Keduanya tidak memiliki rencana cadangan, karena mereka berdua adalah anak-anak yang mampu. Orang tua Sofia bisa membiayainya kuliah di luar negeri, sementara Putri memiliki kepintaran untuk diterima di universitas negeri mana pun. Kedua anak perempuan itu telah dibuat sadar akan keberuntungan-keberuntungan itu selama mereka tumbuh besar. Dan mereka bersyukur setiap hari. Maka mereka menghabiskan burger dan kentang goreng dengan puas dan beranjak pulang.

Sofia

Setelah lepas misa syukuran akhir semester dan acara kelulusan SMA-nya, Sofia, anak Cina delapan belas tahun itu meringkuk di tahanan kantor polisi.
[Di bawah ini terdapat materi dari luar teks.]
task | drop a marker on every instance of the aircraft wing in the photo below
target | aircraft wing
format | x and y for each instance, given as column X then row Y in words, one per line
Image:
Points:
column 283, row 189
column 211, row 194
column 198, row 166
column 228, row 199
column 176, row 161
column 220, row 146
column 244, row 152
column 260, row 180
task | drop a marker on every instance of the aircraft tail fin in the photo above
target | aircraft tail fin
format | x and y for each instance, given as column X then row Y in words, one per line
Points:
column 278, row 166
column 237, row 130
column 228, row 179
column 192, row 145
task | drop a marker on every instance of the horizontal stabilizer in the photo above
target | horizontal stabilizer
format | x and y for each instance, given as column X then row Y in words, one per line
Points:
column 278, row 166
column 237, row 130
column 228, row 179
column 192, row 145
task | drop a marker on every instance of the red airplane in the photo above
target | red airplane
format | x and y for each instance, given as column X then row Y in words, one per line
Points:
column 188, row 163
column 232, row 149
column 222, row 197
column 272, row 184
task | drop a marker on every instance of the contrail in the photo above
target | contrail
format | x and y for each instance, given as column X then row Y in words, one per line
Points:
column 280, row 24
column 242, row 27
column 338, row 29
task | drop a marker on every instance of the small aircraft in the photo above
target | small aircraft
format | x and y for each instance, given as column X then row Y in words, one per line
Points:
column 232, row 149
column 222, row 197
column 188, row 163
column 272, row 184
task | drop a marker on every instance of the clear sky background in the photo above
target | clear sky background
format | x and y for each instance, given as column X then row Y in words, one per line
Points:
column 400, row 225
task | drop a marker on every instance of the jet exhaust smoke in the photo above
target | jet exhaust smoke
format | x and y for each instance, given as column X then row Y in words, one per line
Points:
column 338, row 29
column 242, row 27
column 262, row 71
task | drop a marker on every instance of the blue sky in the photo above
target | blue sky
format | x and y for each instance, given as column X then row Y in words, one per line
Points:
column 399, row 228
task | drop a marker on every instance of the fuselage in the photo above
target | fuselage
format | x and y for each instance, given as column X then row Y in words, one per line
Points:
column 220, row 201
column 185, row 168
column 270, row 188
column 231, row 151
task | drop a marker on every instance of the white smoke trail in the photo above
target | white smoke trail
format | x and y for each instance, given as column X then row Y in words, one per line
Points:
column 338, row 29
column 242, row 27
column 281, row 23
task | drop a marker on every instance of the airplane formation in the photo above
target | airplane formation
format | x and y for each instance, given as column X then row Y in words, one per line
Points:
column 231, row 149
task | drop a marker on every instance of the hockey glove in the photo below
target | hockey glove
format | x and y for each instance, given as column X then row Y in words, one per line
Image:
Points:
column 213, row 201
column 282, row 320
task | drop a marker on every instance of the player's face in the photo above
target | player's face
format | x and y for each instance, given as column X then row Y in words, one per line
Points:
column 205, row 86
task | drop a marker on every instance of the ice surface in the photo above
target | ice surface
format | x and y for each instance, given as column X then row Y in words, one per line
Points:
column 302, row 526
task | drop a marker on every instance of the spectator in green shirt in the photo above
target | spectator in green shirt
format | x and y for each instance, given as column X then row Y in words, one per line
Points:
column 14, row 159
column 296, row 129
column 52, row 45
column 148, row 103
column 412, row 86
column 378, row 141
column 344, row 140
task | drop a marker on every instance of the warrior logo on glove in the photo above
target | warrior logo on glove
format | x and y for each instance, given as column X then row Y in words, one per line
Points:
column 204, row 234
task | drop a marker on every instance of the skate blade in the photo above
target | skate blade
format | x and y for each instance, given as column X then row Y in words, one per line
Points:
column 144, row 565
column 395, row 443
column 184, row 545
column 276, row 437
Sudah seminggu dia menangis tanpa henti. Suaranya habis. Seluruh mukanya bengkak. Rambutnya mencuat ke mana-mana. Kuku-kukunya hitam.

Bapaknya telah menanam bukti palsu bahwa dirinya menenggak ekstasi dan menghisap ganja, menelepon sendiri kepala polisi dan menyuruh mereka menangkap anaknya yang lesbian. Beberapa jam sebelum tindakan reaktif itu, Sofia telah berkata jujur tentang kedekatannya dengan Putri.

“Papa, aku suka perempuan,” kata Sofia. “Dia orang yang baik, dan kami saling menyukai.”

Si Papa melempar ponselnya sendiri, barang yang kebetulan paling dekat dengannya, ke dinding hingga hancur berkeping-keping. Jadi anaknya termasuk kelompok menjijikkan itu. Bagaimanapun, Papa adalah salah satu pebisnis terkuat di negeri ini. Dia bisa melakukan apa saja. Uang yang dia gunakan untuk menyekolahkan anak-anak sopir dan pembantunya hingga tamat kuliah dan membanjiri anak-anaknya sendiri dengan hadiah-hadiah dan perangkat edukasi terbaik yang bisa dibelinya, kini dia kucurkan untuk menipu aparat hukum dan menjebloskan Sofia ke kurungan. Dia lebih rela melihat Sofia dibui begitu kejamnya daripada membiarkan, apalagi menerima, kelakuan bungsunya itu.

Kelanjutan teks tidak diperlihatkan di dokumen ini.